In May 2020, the Ministry of Information and Broadcasting floated and closed a bid for a tool to provide “fact verification and disinformation detection on social media platforms.” According to media reports, this was the eighth attempt by this government, since it came into power in 2014, to “explicitly and directly monitor social media”. This latest attempt at mass surveillance is currently being challenged in court by the Internet Freedom Foundation. Given the Supreme Court’s 2017 ruling on privacy being a fundamental right, there is hope that this attempt too will be thwarted.
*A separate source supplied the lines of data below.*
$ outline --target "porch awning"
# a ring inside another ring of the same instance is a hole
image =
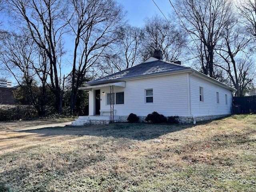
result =
[[[95,88],[99,88],[100,87],[107,87],[108,86],[112,86],[125,87],[125,81],[116,82],[115,83],[106,83],[106,84],[100,84],[100,85],[92,85],[90,86],[86,86],[84,87],[80,87],[79,88],[78,88],[78,89],[90,90],[92,89],[94,89]]]

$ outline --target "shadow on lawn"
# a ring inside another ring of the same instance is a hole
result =
[[[83,136],[86,135],[145,140],[155,139],[168,133],[178,131],[198,125],[206,124],[211,122],[199,122],[196,125],[146,123],[114,123],[107,125],[46,128],[19,131],[18,132],[36,133],[38,134],[38,136],[42,137],[60,135]]]

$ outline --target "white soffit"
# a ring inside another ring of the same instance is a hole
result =
[[[106,83],[106,84],[100,84],[100,85],[92,85],[85,87],[80,87],[78,89],[89,90],[95,88],[99,88],[102,87],[107,87],[108,86],[118,86],[118,87],[125,87],[125,81],[116,82],[115,83]]]

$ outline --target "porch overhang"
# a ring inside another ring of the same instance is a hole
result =
[[[107,87],[109,86],[117,86],[118,87],[125,87],[125,81],[120,81],[120,82],[115,82],[114,83],[106,83],[105,84],[100,84],[99,85],[91,85],[88,86],[85,86],[84,87],[80,87],[78,88],[79,90],[85,90],[88,91],[92,90],[99,88],[103,87]]]

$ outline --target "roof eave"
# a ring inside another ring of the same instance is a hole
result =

It is important to note that these attempts to monitor citizens’ lives are being made in the absence of a personal data protection law, which if enacted in line with international human rights standards, could offer some protection against these repeated attempts at surveillance. Unfortunately, the data protection bill introduced by the BJP-led government in 2019, which is currently undergoing joint parliamentary review, fails to meet such standards. It seeks to give the government unrestricted access to personal data on vaguely worded grounds of sovereignty, violating key legal safeguards around necessity and proportionality, as enshrined in international law and recognized by the Indian Supreme Court as intrinsic to safeguarding the right to privacy. There are further concerns that this is a backdoor attempt to provide legislative backing to the State’s passive surveillance activities online, which are currently conducted outside the remit of the law, merely through executive action, and thus escape meaningful oversight. Understandably, the bill has faced massive pushback from civil society, and even the United Nations Special Rapporteur on Privacy has expressed concern.
A global trend
These attempts to monitor and police digital spaces are not unique to India alone – digital authoritarianism is on the rise around the world, especially in countries where rising nationalism, combined with weaker rule of law has emboldened governments to crackdown on dissent, increasingly with the aid of technology supplied by dubious corporations eager to make a quick buck.
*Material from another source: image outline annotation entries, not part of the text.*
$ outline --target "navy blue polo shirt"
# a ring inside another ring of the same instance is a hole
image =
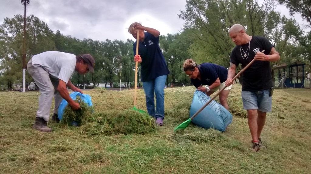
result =
[[[197,66],[201,75],[201,80],[197,78],[194,79],[191,78],[191,83],[197,88],[201,85],[211,85],[219,78],[220,83],[226,81],[228,74],[228,70],[223,67],[211,63],[204,63]]]
[[[142,82],[169,73],[165,59],[159,46],[159,37],[156,37],[148,32],[145,32],[144,41],[139,41],[138,43],[138,54],[142,57],[140,64]],[[136,46],[135,42],[133,46],[134,55],[136,55]]]

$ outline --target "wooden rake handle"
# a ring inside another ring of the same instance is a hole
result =
[[[265,52],[265,50],[264,50],[262,51],[261,52],[263,53],[264,52]],[[248,67],[249,67],[249,66],[251,66],[251,65],[252,65],[252,64],[254,62],[255,62],[255,60],[256,60],[256,59],[253,59],[252,60],[252,61],[251,61],[250,62],[248,63],[248,64],[246,66],[244,67],[244,68],[243,68],[243,69],[242,69],[242,70],[241,70],[241,71],[240,71],[238,73],[238,74],[237,74],[236,76],[234,76],[234,77],[233,77],[233,78],[232,79],[232,81],[233,81],[233,80],[235,80],[235,79],[239,77],[239,76],[240,76],[240,75],[241,74],[243,73],[243,72],[244,72],[244,71],[245,71],[246,69],[247,69],[247,68]],[[216,97],[217,97],[218,96],[218,95],[219,95],[219,94],[220,94],[221,92],[222,92],[227,87],[227,86],[226,86],[224,87],[222,89],[221,89],[220,91],[219,91],[219,92],[217,93],[217,94],[215,94],[215,95],[214,96],[214,97],[211,98],[211,99],[210,99],[210,100],[208,102],[207,102],[206,103],[206,104],[204,105],[203,107],[201,108],[201,109],[200,109],[200,110],[198,111],[197,112],[196,112],[195,114],[194,114],[194,115],[193,115],[192,117],[191,117],[191,118],[190,118],[190,119],[191,119],[191,120],[192,120],[196,116],[197,116],[197,115],[199,114],[199,113],[200,113],[200,112],[201,112],[201,111],[202,111],[202,110],[204,109],[204,108],[205,108],[206,107],[206,106],[208,105],[208,104],[210,104],[210,103],[211,102],[211,101],[212,101],[213,100],[215,99],[215,98],[216,98]]]
[[[139,43],[139,30],[137,30],[137,37],[136,38],[136,55],[138,55],[138,46]],[[137,101],[136,100],[136,92],[137,90],[137,68],[138,67],[138,62],[135,62],[135,83],[134,85],[135,90],[134,91],[134,107],[136,107]]]

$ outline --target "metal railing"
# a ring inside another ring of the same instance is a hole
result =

Spyware, one of the most invasive surveillance tools, has managed to evade regulation at the international level so far, largely because surveillance is a topic that governments are not keen to discuss, mostly due to diplomatic, political and national security reasons. Consequently, the lack of an international framework to regulate its production, sale and use coupled with an increasing interest by repressive regimes in the private lives of their critics, has led to an uptick in the use of spyware, as tracked by Citizen Lab. Concerned by this troubling trend, the UN’s Special Rapporteur on Freedom of Expression released a report, calling on governments to “establish an immediate moratorium on the global sale and transfer of private surveillance technology until rigorous human rights safeguards are put in place to regulate such practices and guarantee that governments and non-State actors use the tools in legitimate ways”. The US State Department has also released guidance to “assist U.S. companies seeking to prevent their products or services with surveillance capabilities from being misused by foreign government end-users to commit human rights abuses.”
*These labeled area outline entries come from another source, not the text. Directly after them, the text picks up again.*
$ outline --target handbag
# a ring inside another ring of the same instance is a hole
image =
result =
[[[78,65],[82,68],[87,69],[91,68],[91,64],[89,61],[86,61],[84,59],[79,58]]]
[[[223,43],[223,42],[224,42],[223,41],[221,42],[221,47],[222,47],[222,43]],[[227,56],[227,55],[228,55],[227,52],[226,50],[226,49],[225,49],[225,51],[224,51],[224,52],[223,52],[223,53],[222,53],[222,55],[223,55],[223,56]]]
These are steps in the right direction, which have taken effect largely due to the tireless advocacy done by civil society organizations who are bravely calling out human rights abuses, pushing for rights-respecting legislation and engaging in strategic litigation. Countries seeking to prevent the decline of democracy must support these groups, in India and elsewhere, by engaging them as trusted partners in the fight to keep the internet equal, open and free.